Los progresos tecnológicos, a pesar de ser espectaculares, no parecen ser capaces de mejorar significativamente, en las próximas décadas, la vida de la gente. De hecho, si las innovaciones más recientes (del teléfono móvil a internet, de los motores de búsqueda a la lectura del código genético) han revolucionado las formas de trabajar y de consumir (al suprimir la intermediación en sectores como el comercio o la cultura, al reformar la gestión de la empresa y de la Administración, al estimular intercambios), no han mejorado la vida de las personas tanto como lo hicieron la máquina de vapor, el motor de explosión o la electricidad.
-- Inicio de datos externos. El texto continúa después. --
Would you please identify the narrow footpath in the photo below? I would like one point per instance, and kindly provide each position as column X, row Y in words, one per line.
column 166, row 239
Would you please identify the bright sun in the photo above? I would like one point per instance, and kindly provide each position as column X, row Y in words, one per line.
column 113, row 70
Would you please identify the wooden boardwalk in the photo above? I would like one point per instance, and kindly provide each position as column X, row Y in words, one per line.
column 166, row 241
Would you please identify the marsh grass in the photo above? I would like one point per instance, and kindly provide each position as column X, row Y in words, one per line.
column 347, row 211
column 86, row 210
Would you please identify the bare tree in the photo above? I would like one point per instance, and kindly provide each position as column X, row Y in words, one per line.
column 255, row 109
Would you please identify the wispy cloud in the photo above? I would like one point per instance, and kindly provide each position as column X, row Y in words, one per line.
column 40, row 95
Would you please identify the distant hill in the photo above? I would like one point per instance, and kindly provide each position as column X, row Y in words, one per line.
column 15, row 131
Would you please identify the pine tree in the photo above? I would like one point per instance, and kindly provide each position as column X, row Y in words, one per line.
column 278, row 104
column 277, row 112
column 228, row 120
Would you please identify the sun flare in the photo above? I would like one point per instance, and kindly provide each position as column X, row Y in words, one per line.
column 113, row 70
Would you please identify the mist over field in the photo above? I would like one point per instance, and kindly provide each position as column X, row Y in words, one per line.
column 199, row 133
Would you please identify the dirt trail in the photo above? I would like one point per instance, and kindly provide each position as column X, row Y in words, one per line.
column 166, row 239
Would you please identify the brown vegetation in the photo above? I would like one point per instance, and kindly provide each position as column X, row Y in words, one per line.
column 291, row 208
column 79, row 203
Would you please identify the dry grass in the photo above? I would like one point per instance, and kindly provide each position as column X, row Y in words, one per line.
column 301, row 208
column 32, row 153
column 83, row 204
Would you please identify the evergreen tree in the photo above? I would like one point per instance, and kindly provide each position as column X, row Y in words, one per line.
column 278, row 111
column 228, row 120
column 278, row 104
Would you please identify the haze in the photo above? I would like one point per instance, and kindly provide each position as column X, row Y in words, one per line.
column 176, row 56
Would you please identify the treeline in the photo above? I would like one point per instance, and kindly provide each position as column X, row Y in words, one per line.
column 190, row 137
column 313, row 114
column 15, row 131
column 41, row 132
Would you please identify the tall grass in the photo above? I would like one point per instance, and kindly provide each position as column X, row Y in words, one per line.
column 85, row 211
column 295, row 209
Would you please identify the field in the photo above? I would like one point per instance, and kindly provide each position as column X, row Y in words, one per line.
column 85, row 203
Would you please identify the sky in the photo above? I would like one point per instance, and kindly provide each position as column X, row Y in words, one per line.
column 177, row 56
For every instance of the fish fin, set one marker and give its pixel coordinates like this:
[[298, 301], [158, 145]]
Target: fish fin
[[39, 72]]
Además, el progreso técnico ha experimentado recientemente –y cada vez lo va a experimentar en mayor medida– efectos socialmente y políticamente negativos: innumerables robots suprimirán una cantidad innumerable de empleos; la internet de los objetos y del big data permitirá a los poderes públicos y privados vigilar y controlar cada vez más la vida de cada persona; finalmente, los objetos conectados, las nanotecnologías, las biotecnologías, las neurociencias, el corazón artificial, el útero artificial, el hombre-prótesis, hasta la clonación y las quimeras conllevarán desarrollos irreversibles de la naturaleza y de la humanidad. En este sentido tampoco, de momento, nadie está en condiciones, de modificar dichos desarrollos. La escalada del Mal parece ineluctable.
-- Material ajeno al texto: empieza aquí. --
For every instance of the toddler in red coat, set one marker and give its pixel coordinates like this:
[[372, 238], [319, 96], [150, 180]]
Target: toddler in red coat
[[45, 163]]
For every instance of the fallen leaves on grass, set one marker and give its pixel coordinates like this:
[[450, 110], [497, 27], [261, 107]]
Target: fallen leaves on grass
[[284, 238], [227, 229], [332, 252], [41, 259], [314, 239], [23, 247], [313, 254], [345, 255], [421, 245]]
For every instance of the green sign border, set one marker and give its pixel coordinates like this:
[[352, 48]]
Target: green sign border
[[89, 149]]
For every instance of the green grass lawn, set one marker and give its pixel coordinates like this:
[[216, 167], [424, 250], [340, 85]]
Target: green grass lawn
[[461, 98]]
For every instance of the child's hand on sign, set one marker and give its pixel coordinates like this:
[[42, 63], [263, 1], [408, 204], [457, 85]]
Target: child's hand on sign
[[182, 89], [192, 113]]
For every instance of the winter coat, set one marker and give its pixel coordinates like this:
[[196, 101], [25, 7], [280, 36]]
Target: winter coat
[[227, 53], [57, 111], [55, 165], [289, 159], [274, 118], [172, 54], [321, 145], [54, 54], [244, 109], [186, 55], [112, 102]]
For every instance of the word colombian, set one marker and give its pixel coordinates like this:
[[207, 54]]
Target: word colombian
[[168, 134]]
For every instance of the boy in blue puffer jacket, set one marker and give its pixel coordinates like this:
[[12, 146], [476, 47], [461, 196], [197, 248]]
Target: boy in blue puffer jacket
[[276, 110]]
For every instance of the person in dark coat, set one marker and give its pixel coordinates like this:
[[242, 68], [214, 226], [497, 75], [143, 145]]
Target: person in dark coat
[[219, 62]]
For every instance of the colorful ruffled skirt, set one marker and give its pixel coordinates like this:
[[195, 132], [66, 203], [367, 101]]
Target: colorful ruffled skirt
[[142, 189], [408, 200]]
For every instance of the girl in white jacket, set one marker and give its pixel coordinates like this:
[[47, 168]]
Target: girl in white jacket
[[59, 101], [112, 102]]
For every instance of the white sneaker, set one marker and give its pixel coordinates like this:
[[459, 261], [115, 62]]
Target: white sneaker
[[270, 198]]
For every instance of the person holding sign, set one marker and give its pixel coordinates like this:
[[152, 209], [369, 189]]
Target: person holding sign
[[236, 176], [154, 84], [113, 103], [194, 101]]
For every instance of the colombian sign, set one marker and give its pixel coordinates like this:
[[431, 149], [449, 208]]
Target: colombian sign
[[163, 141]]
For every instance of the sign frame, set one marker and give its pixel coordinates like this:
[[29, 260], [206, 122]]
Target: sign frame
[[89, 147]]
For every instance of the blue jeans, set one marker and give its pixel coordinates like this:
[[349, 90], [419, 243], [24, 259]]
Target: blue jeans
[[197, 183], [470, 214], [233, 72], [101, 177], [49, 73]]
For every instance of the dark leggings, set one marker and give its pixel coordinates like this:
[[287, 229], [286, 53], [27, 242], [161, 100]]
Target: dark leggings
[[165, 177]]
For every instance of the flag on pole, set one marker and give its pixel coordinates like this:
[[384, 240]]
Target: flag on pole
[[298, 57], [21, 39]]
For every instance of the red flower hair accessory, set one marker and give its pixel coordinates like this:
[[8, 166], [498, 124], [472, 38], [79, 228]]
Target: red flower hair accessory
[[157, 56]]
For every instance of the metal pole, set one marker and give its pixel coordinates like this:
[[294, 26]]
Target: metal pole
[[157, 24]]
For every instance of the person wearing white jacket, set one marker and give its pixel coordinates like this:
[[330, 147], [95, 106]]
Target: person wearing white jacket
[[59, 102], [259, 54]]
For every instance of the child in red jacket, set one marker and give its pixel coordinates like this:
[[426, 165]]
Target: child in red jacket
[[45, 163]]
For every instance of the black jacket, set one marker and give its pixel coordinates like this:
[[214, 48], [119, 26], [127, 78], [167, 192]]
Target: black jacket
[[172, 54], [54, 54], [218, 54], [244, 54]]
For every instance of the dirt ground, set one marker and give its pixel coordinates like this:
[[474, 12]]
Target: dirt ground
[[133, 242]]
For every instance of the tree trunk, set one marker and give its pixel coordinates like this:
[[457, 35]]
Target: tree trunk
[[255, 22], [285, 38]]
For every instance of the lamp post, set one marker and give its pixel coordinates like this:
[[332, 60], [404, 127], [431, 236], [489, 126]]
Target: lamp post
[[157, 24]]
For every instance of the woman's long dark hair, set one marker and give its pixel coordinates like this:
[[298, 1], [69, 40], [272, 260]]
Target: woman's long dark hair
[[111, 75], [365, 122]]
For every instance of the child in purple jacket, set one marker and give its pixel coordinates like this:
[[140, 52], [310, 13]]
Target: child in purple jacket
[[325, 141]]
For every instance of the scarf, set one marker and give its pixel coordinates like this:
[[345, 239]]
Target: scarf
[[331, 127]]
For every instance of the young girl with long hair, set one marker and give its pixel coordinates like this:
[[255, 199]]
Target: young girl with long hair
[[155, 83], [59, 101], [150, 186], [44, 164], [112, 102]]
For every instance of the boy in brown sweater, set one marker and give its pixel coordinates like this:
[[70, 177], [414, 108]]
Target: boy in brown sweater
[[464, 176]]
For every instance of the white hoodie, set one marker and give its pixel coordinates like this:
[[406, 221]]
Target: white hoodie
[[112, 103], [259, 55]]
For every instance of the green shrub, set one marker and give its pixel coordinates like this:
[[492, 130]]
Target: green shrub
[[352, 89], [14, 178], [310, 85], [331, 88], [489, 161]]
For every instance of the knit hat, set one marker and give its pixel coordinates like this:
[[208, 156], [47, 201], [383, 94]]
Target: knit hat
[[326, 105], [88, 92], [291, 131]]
Por otra parte, el progreso técnico no facilitará los medios para evitar la proliferación de armas; tampoco ayudará a contener el aumento de la temperatura media del globo en tres grados desde este momento hasta el final del siglo; glaciares y casquetes glaciares seguirán fundiéndose, provocando, con la dilatación térmica del agua, un ascenso del nivel de los mares en casi un metro, lo que va a suponer una amenaza para ciento treinta y seis metrópolis costeras, entre ellas Nueva York, así como para algunos deltas muy populosos como el del Ganges y el del Brahmaputra.
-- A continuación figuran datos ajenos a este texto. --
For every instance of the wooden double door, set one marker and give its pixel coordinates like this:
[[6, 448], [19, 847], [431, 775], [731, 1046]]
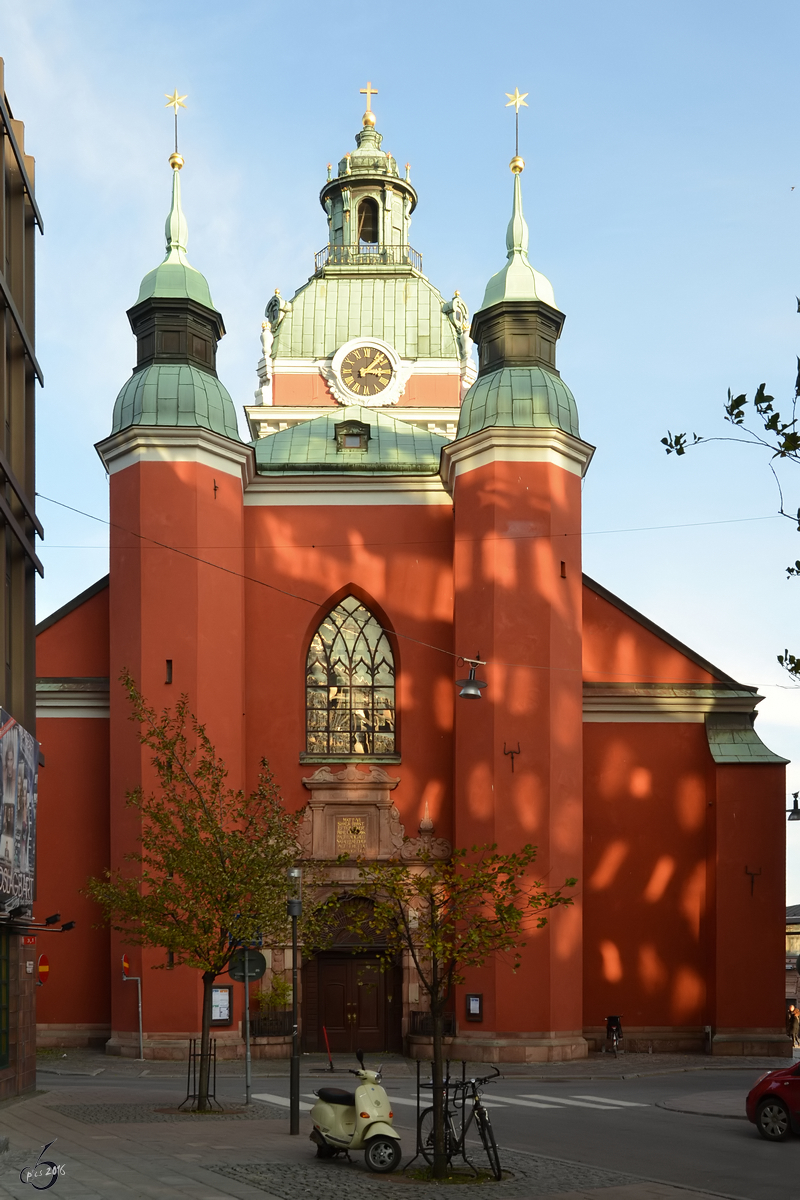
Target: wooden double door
[[353, 1003]]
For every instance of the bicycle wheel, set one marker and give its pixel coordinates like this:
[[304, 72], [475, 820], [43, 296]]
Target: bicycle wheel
[[426, 1135], [487, 1138]]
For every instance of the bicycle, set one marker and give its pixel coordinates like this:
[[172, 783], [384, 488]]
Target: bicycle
[[614, 1032], [458, 1122]]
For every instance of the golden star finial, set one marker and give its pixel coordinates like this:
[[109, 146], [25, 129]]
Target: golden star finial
[[176, 101], [517, 100]]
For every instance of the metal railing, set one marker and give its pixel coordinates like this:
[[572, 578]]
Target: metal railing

La superficie terrestre y cultivable va disminuyendo, en especial en zonas densamente pobladas. Un 90% de la población urbana está sujeta a contaminaciones perjudiciales para la salud y que agravan las situaciones de hambruna. Casi cuatro millones de personas mueren cada año por causas únicamente atribuibles a la mala calidad del aire; este número se ha triplicado en apenas cinco años. Treinta y dos millones de seres humanos son refugiados climáticos. Más de cincuenta millones son refugiados políticos. De aquí al 2030, el número de catástrofes naturales se multiplicará por tres sin que nadie pueda evitarlo; las sequías serán más intensas, los ciclones tropicales más violentos, las precipitaciones más fuertes, los incendios más numerosos. Se prevé que al menos un 30% de las especies animales desaparecerán hacia el 2050. Las epidemias virales serán cada día más frecuentes; aparecerán nuevas enfermedades (desde el año 2000, cada dieciséis meses se descubre una nueva infección viral, en contraposición a una cada quince años en los años setenta), las cuales se propagarán cada vez con mayor rapidez debido al creciente nomadismo de las poblaciones.

El envejecimiento de la población, en fin, implicará un incremento sin precedentes de las enfermedades propias de la tercera y cuarta edad, particularmente los trastornos neurodegenerativos. Los estados tampoco podrán hacer nada al respecto. Los estados garantizan cada vez en menor proporción la seguridad de sus ciudadanos y cada vez son menos capaces de prestar los servicios que de ellos cabría esperar.